Of course, you've read enough magazine stories to realize, the moment he declares his sympathies, that by article's end he'll be equally disillusioned by the Reform Party and will reach some grudging accord with the establishment. That's the standard arc of these things.
He does exactly that. But the article is worth reading anyway, for the epigrammatic verve of Kirn's writing and his smart reporter's eye. He watches as his pack of crazy dreamers is overrun by the slick manipulations of Pat Buchanan and the media circus of Donald Trump, then made irrelevant by the nutty obsessions and delusions of its more extreme members. In the process the party forfeits the promise of meaningful voter revolt first harnessed by Jesse Ventura. At least Kirn can be hilarious, as he is about the Donald: "Trump's way of dealing with the character issue is to stipulate that he doesn't have one."
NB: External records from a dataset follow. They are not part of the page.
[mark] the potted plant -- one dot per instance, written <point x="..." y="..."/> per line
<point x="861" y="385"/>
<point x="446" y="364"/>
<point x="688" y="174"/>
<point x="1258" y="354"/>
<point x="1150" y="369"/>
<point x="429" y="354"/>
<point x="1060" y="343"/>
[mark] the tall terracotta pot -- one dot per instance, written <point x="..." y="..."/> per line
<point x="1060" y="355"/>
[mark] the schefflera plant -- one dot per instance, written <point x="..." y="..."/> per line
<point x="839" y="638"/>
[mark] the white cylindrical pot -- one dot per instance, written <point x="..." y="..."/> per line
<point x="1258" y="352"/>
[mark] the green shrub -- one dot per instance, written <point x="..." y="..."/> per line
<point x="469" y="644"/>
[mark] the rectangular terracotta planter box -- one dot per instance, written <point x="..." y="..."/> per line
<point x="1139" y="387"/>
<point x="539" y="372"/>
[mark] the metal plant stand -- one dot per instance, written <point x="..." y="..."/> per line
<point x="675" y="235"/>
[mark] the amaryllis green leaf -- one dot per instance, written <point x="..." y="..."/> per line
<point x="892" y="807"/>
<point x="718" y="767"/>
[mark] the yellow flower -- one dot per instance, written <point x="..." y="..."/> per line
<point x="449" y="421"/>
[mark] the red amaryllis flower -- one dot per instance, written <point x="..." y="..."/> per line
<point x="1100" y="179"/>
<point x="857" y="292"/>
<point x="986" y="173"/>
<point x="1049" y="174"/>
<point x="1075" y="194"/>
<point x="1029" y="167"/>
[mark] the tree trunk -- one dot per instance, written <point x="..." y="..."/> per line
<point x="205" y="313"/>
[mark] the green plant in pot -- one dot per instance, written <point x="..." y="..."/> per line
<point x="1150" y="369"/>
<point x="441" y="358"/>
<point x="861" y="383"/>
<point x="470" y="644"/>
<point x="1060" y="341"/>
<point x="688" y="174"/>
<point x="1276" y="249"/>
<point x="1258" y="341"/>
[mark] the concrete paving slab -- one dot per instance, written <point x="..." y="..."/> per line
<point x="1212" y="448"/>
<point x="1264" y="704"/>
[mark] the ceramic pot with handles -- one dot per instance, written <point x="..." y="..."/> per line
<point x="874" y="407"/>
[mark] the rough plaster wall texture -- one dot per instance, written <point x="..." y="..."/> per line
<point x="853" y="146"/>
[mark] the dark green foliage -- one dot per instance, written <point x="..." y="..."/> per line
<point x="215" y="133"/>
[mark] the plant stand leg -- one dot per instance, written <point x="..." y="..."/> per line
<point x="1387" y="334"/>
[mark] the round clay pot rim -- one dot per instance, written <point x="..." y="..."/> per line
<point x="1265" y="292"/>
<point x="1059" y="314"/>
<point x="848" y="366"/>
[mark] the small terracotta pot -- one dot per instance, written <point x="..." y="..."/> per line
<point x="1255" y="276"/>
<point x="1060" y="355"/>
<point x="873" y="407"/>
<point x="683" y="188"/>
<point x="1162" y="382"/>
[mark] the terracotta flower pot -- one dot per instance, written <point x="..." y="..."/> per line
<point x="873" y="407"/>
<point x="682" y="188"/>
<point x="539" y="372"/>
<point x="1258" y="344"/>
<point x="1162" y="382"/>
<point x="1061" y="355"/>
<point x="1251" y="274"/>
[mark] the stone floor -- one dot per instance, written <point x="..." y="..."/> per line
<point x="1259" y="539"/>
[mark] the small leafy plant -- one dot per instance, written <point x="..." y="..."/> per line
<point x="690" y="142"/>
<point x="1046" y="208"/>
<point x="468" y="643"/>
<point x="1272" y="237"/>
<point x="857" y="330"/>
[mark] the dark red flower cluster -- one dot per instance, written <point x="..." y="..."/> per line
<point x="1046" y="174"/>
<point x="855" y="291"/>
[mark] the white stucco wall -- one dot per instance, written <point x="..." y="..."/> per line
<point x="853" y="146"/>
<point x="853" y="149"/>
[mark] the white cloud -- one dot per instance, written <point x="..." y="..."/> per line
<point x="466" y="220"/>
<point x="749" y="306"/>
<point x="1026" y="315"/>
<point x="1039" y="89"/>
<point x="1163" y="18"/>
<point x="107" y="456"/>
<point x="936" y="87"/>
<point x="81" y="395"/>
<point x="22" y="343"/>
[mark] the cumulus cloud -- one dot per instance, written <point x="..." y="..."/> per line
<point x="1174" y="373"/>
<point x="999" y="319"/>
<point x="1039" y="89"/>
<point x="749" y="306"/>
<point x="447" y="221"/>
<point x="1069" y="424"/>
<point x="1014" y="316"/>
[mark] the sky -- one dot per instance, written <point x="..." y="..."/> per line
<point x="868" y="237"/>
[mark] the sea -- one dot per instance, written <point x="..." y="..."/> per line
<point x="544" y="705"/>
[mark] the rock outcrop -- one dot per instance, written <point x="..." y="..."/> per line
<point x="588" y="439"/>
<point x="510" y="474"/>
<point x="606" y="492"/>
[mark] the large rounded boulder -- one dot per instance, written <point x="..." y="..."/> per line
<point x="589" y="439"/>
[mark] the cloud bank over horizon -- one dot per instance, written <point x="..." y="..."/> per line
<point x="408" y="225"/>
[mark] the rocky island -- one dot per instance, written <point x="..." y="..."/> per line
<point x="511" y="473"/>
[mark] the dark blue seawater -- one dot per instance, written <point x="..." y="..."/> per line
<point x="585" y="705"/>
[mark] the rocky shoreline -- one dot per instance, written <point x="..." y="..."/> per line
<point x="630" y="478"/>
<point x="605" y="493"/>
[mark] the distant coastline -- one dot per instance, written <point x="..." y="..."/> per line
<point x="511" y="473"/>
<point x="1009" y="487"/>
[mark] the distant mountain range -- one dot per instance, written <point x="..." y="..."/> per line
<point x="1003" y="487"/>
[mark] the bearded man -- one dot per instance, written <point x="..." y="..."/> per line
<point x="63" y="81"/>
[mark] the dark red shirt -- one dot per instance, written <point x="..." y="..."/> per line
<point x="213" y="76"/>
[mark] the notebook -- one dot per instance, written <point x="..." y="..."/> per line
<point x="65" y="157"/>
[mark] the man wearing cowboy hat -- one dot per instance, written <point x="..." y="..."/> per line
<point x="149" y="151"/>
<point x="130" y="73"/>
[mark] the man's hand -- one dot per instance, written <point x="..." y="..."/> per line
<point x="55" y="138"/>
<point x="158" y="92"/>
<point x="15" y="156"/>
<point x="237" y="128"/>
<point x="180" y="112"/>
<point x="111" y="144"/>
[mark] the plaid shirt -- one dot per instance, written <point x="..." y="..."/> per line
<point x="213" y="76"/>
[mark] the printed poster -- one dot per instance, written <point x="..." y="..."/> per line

Also in GQ is a gripping story by Peter Richmond about ex-ballplayer John Montefusco who, before he was put out to pasture by a hip condition, was the hotshot pitcher "The Count of Montefusco."
After baseball his life spiraled into financial desperation and charges of rape and assault filed by his wife, Dory. Richmond makes a strong case that the Count was manipulated by his cunning wife (although he gives her her say), whom he loved absolutely but who stood to inherit her father's big bucks if she divorced Montefusco. It's a gem of a story.
New Yorker writer Tad Friend touches down in Las Vegas in the July 31 issue of the highbrow New York weekly. His story, "The Harriet-the-Spy Club," concerns a one-time Las Vegas plastic surgeon, Bob Bierenbaum, who is suspected of the long-ago murder of his first wife. But this isn't a whodunit. The real subject is gossip, and how Bierenbaum's revelation of the case to one girlfriend (who promised not to tell anyone, and, naturally, did) generated concentric rings of tarted-up rumormongering. Old gal pals lunched together, subjecting every facet of his personality to new interpretations in light of what they were hearing.
"Out of stray factoids and hesitant impressions emerges a hard mass of what everyone knows to be true," Friend writes, parsing the dynamics of gossip. "Imagination supplies the missing pieces, and repetition turns these pieces into facts; gossip achieves its shape and amplitude only in the continual retelling. The best stories about us are told by perfect strangers."
It may not have the Gothic beauty of a cathedral, but it's fun and enlightening and didn't take long to read, which is important when you need time to practice your screwball.